Telling myself he had always been like this.

That nothing had changed.

Because I couldn’t face myself if it had.

Three

MALCOLM

Ellie’s apartmentwas too fucking small.

I’d known it from the first time I stepped inside. One cramped little room with no real walls—just a half-formed kitchen, a couch shoved into the corner, and a sad excuse for a nest she had to tear down every morning just to make space.

It wasn’t right. Wasn’t fair. Omegas were supposed to have rooms for their nests—realones, permanent spaces, somewhere safe and untouched, somewhere no one else could go.

Not this.

I tightened the wrench in my grip, forcing my fingers to loosen before I snapped the fucking thing in half.

“This faucet’s a piece of shit,” I muttered, twisting the rusted pipe under her sink.

Ellie glanced up from her phone, frowning. “Mal, you don’t have to?—”

“I got it,” I cut in, not looking at her.

She sighed, but I could feel her watching me—feel the way she hesitated, like she wanted to argue but knew it wouldn’t doany good. Because it wouldn’t. I wasn’t going to sit here and watch her live like this. She deserved more.

I had spent the past three years fixing every fucking thing I could for her—changing her air filters, oiling the squeaky hinges on her doors, replacing burnt-out light bulbs before she even noticed they were out. Anything to make her life easier. Anything to keep her safe. Because if she wasn’t okay, nothing was okay.

I swallowed hard, forcing myself to focus on the task in front of me, but my chest was too tight, my skin too hot. Every time I left, the hollow ache in my ribs got worse. Every time she looked at me like I was just her friend, the sharp edge of it sank in deeper.

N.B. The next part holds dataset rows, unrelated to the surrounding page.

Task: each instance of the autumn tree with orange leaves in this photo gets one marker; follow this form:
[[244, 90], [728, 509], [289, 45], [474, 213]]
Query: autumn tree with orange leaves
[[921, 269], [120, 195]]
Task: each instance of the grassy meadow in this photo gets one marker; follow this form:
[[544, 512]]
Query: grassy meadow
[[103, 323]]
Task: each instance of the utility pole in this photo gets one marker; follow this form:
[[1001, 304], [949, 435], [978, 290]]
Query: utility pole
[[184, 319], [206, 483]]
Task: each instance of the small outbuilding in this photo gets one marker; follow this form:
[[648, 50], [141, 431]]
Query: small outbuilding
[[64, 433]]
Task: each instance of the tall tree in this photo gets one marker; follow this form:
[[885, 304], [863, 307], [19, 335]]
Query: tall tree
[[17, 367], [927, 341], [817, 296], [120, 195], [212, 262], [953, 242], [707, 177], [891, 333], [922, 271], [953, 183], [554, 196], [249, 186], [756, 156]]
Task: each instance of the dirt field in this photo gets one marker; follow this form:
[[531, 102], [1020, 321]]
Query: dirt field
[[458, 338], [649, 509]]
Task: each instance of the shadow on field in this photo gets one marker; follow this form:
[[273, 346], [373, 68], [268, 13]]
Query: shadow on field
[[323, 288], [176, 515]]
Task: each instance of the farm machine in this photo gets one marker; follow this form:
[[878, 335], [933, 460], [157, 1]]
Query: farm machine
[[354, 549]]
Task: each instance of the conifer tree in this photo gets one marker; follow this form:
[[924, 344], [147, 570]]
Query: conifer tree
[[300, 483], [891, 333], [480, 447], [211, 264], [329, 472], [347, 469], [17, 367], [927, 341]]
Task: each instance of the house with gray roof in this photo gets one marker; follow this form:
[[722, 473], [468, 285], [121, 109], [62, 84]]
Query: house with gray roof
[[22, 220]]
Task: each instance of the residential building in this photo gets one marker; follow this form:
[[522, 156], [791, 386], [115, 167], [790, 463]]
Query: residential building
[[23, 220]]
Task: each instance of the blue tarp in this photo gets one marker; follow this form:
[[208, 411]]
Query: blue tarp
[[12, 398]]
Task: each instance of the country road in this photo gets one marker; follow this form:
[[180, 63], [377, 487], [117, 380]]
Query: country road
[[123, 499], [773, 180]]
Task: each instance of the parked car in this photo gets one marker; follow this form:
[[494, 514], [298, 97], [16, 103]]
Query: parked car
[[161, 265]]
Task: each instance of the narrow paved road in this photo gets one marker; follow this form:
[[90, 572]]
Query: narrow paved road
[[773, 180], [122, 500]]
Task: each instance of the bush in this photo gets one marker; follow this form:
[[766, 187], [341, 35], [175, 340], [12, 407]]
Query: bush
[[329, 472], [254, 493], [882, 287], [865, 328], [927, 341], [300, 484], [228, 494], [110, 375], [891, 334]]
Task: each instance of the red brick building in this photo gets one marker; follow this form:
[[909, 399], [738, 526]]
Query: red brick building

She was my everything. And she didn’t even fucking know it.

“Mal.” Her voice was softer this time. I heard the way she shifted, the small sound of her phone being set on the counter.

I didn’t look up. Didn’t want to see whatever expression was on her face—grateful, confused, something else. Instead, I turned the wrench again, felt the pipe finally give, the last bit of rust cracking under my grip.

Fixed.

Just like everything else. Just like what she did to me.

“There,” I said, wiping my hands on the rag beside me before pushing to my feet. “It won’t leak anymore.”

Ellie shook her head, a soft smile playing at her lips. “You’re ridiculous, you know that?”

I hummed, grabbing a beer from her fridge like it was mine. Because it was. Because I stocked it.

She watched me, her phone lighting up where she’d left it on the counter.

I already knew what it was before she even reached for it. I took a slow sip, waiting.

I knew the second she got the notification. She made this little noise, barely a sound, but I caught it—the tiny hitch in her breath, the flicker of excitement that tightened her shoulders before she forced herself to relax.

I rolled the bottle between my fingers as she opened the TCI app.

I hated that fucking thing. Hated the way it gave her hope, like it was anything more than a system designed to set her up for disappointment. As if I’d ever let a match work out because a lab said that my Ellie was compatible with some fucking douchebag.

But I said nothing. I just let my eyes skim over her face, tracking every little change as she read the results.